On February 9, 2022, the SEC proposed new rules that would impose significant new cybersecurity requirements for registered investment advisers and investment companies. The proposal has five core requirements:
- Cybersecurity policies: Registered investment advisers and investment companies would be required to adopt written cybersecurity policies “reasonably designed to address cybersecurity risks.” Such policies would need to include risk assessments, controls to minimize user access risks, monitoring of information systems to prevent unauthorized access or use, threat and vulnerability detection and remediation, and incident response and recovery.
- Annual reviews: Advisers and investment companies would be required to review annually the effectiveness of these cybersecurity policies, including whether they reflect changes in cybersecurity risk, and prepare a written report. The report would describe the annual review, including the tests performed, and state whether there had been any incidents or material changes to the policies since the last report.
- Reporting: Advisers would be required to report significant cybersecurity incidents affecting the adviser or its clients to the SEC “promptly, but in no event more than 48 hours, after having a reasonable basis to conclude” that a significant cybersecurity incident has occurred or is occurring. Advisers may find it challenging to assess the extent of an incident, or whether one has occurred at all, in this tight timeframe. Reports also would have to be updated within 48 hours of becoming materially inaccurate.
- Disclosures to investors: Although reports to the SEC would be confidential,[1] the proposed rules would require advisers and funds to provide a less detailed disclosure in a publicly available section of Form ADV and fund registration statements.
- Recordkeeping: The proposed rules would require advisers and funds to maintain records of their cybersecurity policies and records related to the occurrence of any cybersecurity incident.
The proposed rules are written to cover all registered funds, although the SEC asked for comment about whether any funds should be exempt.
The SEC acknowledged that the cost of implementing these new obligations may ultimately be redirected to service providers and clients. The proposed rule would require registrants to include contractual provisions in their agreements with service providers to guarantee adherence to the required measures. In the end, however, the SEC acknowledged that “all of these costs may be passed on—in whole or in part—to clients and investors.”
The proposed rules would impose potentially significant new enforcement risk. Advisers currently are subject to Reg S-P and Reg S-ID, which generally require that they have reasonably designed policies and procedures to protect client information and detect and prevent identity theft. Our recent client update discussed several enforcement cases for violations of Reg S-P. The new rules would expand potential liability for having inadequate policies and procedures, including the multiple required sub-components, and would add new liability relating to annual reports, reporting incidents to the SEC, investor disclosures, and recordkeeping.
Other cybersecurity rulemaking
The proposed rules come less than two weeks after the SEC proposed rules to expand Reg ATS to include systems that trade Treasuries and other government securities. An intended consequence would be to bring such platforms with significant volume within the scope of Reg SCI, which imposes technology and security requirements on a limited set of SEC registrants that provide support for market infrastructure, such as stock exchanges, clearinghouses, self-regulatory organizations and similar institutions.
These proposals follow SEC Chair Gary Gensler’s January 24 speech, in which he said that the “SEC [is] working to improve the overall cybersecurity posture and resiliency of the financial sector” and highlighted initiatives related to public companies, SEC registrants, and third-party service providers. He directed that SEC staff update guidance regarding public company cybersecurity disclosures that Commission issued in 2018. The SEC recently brought enforcement actions against two issuers, Pearson plc and First American Financial Corporation, for alleged disclosure failures.
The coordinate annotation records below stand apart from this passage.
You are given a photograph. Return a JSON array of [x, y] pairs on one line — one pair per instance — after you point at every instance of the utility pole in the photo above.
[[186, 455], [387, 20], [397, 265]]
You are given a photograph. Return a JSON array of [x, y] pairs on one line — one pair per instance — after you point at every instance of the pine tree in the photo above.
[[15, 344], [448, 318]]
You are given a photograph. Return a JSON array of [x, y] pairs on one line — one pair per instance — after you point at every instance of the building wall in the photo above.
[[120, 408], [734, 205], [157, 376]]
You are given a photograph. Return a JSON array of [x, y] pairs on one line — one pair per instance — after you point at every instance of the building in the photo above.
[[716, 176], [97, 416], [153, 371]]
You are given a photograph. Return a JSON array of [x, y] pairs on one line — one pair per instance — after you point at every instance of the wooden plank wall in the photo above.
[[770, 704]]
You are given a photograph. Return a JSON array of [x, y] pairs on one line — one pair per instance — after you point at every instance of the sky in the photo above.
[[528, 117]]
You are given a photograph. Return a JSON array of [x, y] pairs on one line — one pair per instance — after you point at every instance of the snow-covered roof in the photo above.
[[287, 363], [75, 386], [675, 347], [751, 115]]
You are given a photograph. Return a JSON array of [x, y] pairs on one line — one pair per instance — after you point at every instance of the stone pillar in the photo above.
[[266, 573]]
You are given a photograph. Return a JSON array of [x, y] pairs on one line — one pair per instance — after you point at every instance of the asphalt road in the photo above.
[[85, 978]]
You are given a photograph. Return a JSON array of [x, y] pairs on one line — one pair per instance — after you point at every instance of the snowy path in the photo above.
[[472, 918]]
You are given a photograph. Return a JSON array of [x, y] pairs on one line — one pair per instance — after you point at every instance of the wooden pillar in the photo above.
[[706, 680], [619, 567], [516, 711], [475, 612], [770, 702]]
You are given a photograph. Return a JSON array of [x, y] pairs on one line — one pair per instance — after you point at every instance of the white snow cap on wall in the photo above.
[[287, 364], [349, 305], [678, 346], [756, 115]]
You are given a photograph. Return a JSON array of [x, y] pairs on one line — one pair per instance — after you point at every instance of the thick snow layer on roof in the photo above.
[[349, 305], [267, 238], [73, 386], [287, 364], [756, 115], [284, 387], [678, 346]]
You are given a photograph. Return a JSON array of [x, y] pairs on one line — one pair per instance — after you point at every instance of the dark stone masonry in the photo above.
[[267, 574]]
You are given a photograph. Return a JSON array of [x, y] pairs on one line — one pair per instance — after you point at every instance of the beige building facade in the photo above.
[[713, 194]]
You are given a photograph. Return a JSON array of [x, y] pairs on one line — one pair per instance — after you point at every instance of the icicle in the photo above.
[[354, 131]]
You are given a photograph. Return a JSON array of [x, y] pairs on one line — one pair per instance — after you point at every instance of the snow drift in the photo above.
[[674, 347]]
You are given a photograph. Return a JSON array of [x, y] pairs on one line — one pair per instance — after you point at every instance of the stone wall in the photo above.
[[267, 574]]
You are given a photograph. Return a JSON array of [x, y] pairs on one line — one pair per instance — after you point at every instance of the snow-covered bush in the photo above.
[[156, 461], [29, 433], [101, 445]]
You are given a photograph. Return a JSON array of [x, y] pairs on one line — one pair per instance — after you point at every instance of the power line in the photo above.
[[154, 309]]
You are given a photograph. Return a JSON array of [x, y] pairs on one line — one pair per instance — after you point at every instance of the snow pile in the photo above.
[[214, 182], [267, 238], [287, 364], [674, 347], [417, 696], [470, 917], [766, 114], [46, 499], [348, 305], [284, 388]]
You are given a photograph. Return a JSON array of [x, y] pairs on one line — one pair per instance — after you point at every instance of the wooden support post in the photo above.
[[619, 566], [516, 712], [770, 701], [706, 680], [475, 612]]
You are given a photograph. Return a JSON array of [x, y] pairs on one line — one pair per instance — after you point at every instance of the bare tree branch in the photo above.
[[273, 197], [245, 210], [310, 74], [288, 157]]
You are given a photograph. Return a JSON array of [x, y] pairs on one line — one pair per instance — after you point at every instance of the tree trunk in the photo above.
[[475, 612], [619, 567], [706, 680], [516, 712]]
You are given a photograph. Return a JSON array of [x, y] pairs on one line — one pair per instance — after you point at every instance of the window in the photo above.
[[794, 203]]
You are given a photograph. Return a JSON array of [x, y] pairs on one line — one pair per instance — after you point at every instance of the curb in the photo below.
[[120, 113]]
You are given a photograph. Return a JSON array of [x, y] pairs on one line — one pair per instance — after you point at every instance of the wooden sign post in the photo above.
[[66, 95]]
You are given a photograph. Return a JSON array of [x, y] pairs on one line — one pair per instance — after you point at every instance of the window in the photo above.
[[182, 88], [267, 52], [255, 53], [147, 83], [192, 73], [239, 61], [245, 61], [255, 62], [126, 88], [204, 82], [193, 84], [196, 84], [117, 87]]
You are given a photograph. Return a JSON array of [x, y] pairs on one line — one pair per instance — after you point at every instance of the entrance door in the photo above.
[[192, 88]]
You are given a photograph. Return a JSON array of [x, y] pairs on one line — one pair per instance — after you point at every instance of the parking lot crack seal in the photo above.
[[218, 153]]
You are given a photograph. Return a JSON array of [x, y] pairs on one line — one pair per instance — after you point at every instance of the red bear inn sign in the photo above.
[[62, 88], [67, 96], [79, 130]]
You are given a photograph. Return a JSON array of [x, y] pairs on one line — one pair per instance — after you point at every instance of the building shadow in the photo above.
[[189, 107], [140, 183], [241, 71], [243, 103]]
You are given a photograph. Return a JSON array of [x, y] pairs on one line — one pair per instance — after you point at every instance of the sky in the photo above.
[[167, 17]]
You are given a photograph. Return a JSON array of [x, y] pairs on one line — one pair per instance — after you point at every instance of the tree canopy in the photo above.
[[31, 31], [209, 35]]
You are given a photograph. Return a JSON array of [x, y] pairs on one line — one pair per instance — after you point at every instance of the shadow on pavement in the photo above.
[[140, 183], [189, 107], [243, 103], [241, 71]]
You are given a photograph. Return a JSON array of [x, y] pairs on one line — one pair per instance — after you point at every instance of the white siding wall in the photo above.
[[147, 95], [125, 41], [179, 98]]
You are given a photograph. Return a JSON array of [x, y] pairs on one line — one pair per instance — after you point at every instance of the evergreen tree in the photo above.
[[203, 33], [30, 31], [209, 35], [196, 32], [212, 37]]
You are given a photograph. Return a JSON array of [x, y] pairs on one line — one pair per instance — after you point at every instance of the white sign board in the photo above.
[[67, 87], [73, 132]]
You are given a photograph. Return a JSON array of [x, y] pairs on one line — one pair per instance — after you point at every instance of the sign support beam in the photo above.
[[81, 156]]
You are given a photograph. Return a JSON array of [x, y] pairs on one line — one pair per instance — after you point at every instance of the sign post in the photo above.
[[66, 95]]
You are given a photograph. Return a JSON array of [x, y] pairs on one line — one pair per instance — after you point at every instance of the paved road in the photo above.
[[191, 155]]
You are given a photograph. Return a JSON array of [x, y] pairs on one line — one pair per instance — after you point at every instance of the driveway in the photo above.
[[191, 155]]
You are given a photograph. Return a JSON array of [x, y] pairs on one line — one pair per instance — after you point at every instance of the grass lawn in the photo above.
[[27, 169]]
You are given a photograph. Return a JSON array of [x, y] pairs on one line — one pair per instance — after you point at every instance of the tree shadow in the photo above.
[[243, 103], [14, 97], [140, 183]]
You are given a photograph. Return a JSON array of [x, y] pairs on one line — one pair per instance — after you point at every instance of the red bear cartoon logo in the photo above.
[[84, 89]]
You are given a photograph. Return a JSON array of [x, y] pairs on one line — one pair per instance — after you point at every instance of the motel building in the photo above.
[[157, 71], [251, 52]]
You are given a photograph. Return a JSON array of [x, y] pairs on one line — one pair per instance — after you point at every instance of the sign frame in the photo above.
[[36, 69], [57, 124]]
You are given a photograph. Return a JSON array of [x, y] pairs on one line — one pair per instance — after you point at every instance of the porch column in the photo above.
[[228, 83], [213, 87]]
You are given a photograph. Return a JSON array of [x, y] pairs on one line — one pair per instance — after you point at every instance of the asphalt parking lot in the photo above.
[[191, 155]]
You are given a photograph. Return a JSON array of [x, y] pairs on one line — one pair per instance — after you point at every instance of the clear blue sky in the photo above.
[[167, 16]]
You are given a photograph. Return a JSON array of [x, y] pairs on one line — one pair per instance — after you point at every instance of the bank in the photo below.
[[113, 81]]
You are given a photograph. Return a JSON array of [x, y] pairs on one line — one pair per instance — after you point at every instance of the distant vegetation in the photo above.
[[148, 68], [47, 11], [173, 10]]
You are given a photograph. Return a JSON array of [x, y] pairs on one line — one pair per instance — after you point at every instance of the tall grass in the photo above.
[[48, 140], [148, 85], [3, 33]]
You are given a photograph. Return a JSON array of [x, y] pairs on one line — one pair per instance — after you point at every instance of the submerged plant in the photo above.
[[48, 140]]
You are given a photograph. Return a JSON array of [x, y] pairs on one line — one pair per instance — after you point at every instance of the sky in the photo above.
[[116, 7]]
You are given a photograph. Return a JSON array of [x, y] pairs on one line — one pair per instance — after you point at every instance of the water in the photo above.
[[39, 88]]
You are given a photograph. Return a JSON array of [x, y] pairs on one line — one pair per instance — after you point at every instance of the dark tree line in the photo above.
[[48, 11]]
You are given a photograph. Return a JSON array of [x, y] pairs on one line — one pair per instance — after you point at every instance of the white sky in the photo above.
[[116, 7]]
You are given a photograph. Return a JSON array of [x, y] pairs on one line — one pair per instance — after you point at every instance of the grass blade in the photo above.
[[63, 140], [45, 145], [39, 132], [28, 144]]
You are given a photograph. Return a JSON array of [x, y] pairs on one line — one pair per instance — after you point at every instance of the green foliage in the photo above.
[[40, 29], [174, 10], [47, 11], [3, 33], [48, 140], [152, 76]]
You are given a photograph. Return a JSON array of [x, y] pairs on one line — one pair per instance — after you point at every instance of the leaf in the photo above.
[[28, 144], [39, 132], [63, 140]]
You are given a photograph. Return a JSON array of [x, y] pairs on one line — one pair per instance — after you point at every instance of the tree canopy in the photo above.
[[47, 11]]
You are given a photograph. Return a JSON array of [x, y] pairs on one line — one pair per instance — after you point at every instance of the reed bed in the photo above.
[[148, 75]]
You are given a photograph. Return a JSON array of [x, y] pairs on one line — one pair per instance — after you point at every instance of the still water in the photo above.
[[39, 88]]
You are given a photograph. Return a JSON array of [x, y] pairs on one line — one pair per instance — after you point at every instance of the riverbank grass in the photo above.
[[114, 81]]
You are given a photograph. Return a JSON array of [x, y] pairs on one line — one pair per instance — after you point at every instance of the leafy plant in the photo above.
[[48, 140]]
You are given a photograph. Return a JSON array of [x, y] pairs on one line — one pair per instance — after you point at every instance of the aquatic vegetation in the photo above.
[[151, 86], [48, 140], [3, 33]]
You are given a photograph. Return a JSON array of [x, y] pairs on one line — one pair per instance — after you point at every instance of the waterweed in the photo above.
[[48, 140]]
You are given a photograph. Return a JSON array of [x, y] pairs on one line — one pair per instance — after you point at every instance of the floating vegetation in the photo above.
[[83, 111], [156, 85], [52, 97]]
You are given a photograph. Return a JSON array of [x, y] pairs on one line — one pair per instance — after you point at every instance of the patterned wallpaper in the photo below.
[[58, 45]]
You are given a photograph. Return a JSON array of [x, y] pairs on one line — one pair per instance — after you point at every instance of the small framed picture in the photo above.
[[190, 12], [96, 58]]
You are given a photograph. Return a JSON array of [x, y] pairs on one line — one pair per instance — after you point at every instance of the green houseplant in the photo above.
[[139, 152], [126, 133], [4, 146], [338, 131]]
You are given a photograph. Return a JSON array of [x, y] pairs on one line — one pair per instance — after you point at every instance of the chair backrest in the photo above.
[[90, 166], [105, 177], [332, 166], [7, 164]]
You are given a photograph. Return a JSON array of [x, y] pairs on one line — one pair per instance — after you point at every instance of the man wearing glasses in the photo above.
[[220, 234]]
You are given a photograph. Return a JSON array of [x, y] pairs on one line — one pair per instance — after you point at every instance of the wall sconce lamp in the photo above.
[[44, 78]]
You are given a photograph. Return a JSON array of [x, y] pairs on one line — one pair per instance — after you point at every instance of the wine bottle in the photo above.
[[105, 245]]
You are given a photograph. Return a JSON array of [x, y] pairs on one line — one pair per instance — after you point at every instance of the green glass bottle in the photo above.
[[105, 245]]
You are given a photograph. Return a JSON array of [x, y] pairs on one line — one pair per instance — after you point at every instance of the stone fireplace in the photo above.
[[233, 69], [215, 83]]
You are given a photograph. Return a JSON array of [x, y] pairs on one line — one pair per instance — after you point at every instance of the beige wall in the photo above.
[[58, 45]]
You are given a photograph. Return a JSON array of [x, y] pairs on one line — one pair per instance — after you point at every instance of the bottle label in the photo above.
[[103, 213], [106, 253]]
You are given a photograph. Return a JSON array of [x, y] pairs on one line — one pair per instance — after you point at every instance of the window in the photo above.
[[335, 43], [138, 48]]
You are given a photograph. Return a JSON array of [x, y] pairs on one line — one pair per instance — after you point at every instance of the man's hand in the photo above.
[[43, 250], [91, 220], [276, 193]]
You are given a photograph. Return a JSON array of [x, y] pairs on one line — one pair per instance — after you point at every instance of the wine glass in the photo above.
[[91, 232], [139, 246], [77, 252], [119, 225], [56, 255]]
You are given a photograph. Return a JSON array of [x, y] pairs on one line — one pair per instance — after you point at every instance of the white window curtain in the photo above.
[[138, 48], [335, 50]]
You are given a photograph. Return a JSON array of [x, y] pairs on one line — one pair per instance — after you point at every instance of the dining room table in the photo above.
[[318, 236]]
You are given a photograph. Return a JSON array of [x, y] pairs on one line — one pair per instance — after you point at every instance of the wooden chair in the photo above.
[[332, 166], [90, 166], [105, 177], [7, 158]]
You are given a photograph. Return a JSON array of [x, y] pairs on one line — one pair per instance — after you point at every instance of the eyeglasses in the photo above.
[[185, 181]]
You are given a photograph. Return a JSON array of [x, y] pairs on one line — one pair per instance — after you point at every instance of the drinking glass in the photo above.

Combined, the proposed rules, enforcement actions, expected future guidance, and additional potential rulemaking are significantly increasing the SEC’s oversight of registrants’ cybersecurity practices and the risk of liability for those firms when they suffer breaches, even though they usually will be in the posture of a victim of a sophisticated attack.
[1] The confidentiality of the reporting is one of the items the SEC specifically flagged for comment.